- Hajjiabad Location within Iran
- Coordinates: 31°59′52″N 50°55′08″E﻿ / ﻿31.99778°N 50.91889°E
- Country: Iran
- Province: Chaharmahal and Bakhtiari
- County: Kiar
- District: Central
- Rural District: Kiar-e Gharbi

Population (2016)
- • Total: 534
- Time zone: UTC+3:30 (IRST)

= Hajjiabad, Kiar =

Village in Chaharmahal and Bakhtiari province, Iran

Hajjiabad (حاجي اباد) (Note: Also romanized as Ḩajjīābād and Ḩājjīābād) is a village in Kiar-e Gharbi Rural District (Note: Formerly Shalamzar Rural District) of the Central District in Kiar County, Chaharmahal and Bakhtiari province, Iran.

==Demographics==
===Ethnicity===
The village is populated by Lurs.

===Population===
At the time of the 2006 National Census, the village's population was 640 in 151 households, when it was in the former Kiar District of Shahrekord County.

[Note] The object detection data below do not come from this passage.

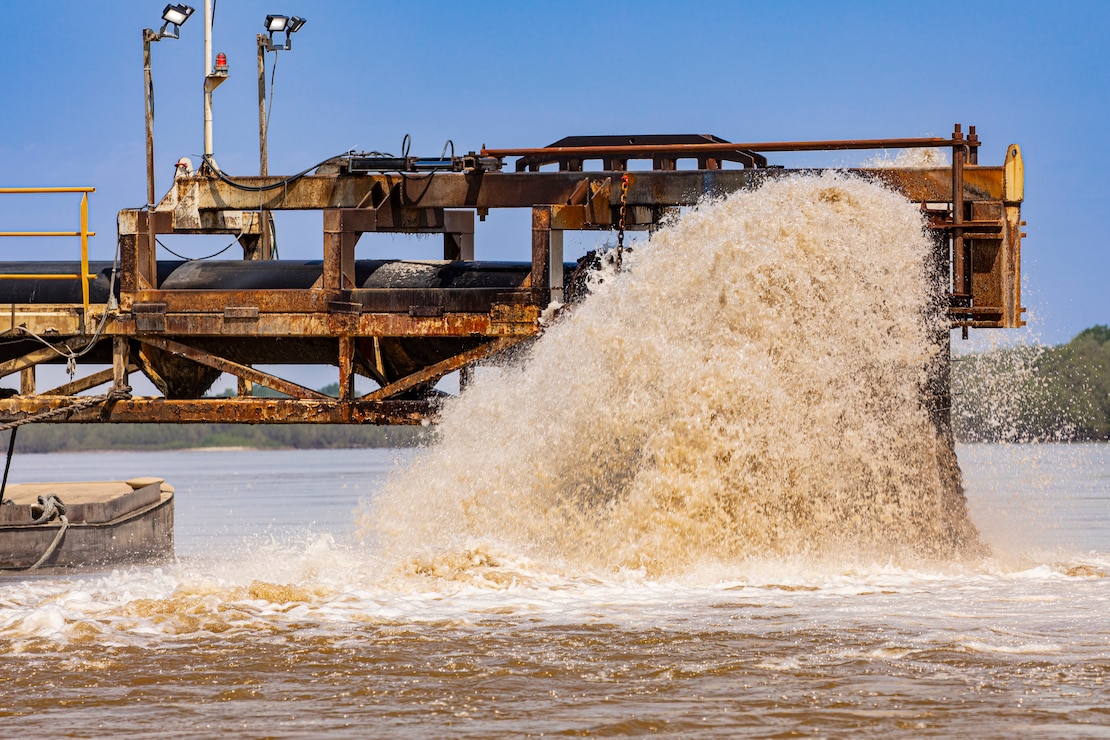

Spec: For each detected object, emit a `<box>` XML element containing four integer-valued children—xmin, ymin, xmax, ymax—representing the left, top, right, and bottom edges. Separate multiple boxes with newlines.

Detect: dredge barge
<box><xmin>0</xmin><ymin>125</ymin><xmax>1023</xmax><ymax>567</ymax></box>
<box><xmin>0</xmin><ymin>125</ymin><xmax>1023</xmax><ymax>424</ymax></box>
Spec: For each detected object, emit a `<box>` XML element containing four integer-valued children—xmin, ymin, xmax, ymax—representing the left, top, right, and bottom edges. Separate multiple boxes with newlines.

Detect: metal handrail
<box><xmin>0</xmin><ymin>187</ymin><xmax>97</xmax><ymax>315</ymax></box>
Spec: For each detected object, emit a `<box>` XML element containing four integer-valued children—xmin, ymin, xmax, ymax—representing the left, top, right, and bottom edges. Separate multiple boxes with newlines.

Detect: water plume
<box><xmin>361</xmin><ymin>172</ymin><xmax>976</xmax><ymax>575</ymax></box>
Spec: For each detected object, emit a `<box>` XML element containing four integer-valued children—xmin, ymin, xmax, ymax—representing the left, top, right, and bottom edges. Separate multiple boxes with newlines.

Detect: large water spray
<box><xmin>362</xmin><ymin>172</ymin><xmax>976</xmax><ymax>574</ymax></box>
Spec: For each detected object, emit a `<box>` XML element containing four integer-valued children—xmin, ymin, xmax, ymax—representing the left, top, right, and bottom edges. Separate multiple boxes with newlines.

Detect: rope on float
<box><xmin>27</xmin><ymin>494</ymin><xmax>69</xmax><ymax>570</ymax></box>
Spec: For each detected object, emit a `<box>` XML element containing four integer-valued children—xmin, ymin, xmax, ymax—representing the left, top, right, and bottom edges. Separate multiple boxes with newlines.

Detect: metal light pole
<box><xmin>258</xmin><ymin>33</ymin><xmax>273</xmax><ymax>260</ymax></box>
<box><xmin>258</xmin><ymin>16</ymin><xmax>305</xmax><ymax>260</ymax></box>
<box><xmin>142</xmin><ymin>3</ymin><xmax>193</xmax><ymax>269</ymax></box>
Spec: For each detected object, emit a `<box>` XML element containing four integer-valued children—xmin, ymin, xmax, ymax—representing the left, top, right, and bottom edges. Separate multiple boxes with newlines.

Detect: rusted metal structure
<box><xmin>0</xmin><ymin>125</ymin><xmax>1023</xmax><ymax>424</ymax></box>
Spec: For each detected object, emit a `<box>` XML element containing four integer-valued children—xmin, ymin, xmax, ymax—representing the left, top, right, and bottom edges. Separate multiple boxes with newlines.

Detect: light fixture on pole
<box><xmin>155</xmin><ymin>2</ymin><xmax>193</xmax><ymax>40</ymax></box>
<box><xmin>142</xmin><ymin>3</ymin><xmax>193</xmax><ymax>269</ymax></box>
<box><xmin>258</xmin><ymin>16</ymin><xmax>305</xmax><ymax>260</ymax></box>
<box><xmin>265</xmin><ymin>16</ymin><xmax>305</xmax><ymax>51</ymax></box>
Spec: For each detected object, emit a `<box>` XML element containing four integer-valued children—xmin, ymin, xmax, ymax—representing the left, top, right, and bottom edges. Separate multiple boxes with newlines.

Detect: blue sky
<box><xmin>0</xmin><ymin>0</ymin><xmax>1110</xmax><ymax>343</ymax></box>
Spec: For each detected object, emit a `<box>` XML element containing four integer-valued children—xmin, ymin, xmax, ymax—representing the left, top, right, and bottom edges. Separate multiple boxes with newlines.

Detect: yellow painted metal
<box><xmin>0</xmin><ymin>187</ymin><xmax>97</xmax><ymax>316</ymax></box>
<box><xmin>0</xmin><ymin>187</ymin><xmax>97</xmax><ymax>194</ymax></box>
<box><xmin>0</xmin><ymin>272</ymin><xmax>97</xmax><ymax>280</ymax></box>
<box><xmin>1002</xmin><ymin>144</ymin><xmax>1026</xmax><ymax>203</ymax></box>
<box><xmin>81</xmin><ymin>193</ymin><xmax>89</xmax><ymax>315</ymax></box>
<box><xmin>0</xmin><ymin>231</ymin><xmax>97</xmax><ymax>236</ymax></box>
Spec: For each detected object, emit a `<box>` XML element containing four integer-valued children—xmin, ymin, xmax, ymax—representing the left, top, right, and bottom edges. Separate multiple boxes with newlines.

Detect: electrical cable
<box><xmin>203</xmin><ymin>150</ymin><xmax>354</xmax><ymax>193</ymax></box>
<box><xmin>154</xmin><ymin>236</ymin><xmax>238</xmax><ymax>262</ymax></box>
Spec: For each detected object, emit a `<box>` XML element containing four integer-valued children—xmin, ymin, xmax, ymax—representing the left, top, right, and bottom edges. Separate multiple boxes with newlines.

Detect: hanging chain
<box><xmin>617</xmin><ymin>172</ymin><xmax>628</xmax><ymax>271</ymax></box>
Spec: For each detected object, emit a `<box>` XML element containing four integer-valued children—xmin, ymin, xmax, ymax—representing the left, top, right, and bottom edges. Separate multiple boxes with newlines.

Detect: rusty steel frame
<box><xmin>0</xmin><ymin>124</ymin><xmax>1023</xmax><ymax>424</ymax></box>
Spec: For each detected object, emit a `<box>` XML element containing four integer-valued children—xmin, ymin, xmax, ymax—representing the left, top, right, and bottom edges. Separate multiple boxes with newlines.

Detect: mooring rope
<box><xmin>27</xmin><ymin>494</ymin><xmax>69</xmax><ymax>570</ymax></box>
<box><xmin>0</xmin><ymin>385</ymin><xmax>131</xmax><ymax>432</ymax></box>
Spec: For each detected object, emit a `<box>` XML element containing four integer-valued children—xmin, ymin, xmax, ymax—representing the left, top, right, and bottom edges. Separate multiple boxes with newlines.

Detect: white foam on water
<box><xmin>362</xmin><ymin>172</ymin><xmax>975</xmax><ymax>575</ymax></box>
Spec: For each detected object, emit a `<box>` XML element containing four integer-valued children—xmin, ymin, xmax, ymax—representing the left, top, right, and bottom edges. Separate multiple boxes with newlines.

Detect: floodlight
<box><xmin>158</xmin><ymin>2</ymin><xmax>193</xmax><ymax>39</ymax></box>
<box><xmin>266</xmin><ymin>16</ymin><xmax>289</xmax><ymax>33</ymax></box>
<box><xmin>162</xmin><ymin>3</ymin><xmax>193</xmax><ymax>26</ymax></box>
<box><xmin>264</xmin><ymin>16</ymin><xmax>305</xmax><ymax>51</ymax></box>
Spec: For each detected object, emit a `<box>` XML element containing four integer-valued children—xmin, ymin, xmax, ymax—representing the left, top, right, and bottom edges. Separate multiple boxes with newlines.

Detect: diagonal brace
<box><xmin>140</xmin><ymin>336</ymin><xmax>333</xmax><ymax>401</ymax></box>
<box><xmin>360</xmin><ymin>336</ymin><xmax>529</xmax><ymax>401</ymax></box>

The following census in 2011 counted 582 people in 171 households, by which time the district had been separated from the county in the establishment of Kiar County. The rural district was transferred to the new Central District. The 2016 census measured the population of the village as 534 people in 169 households.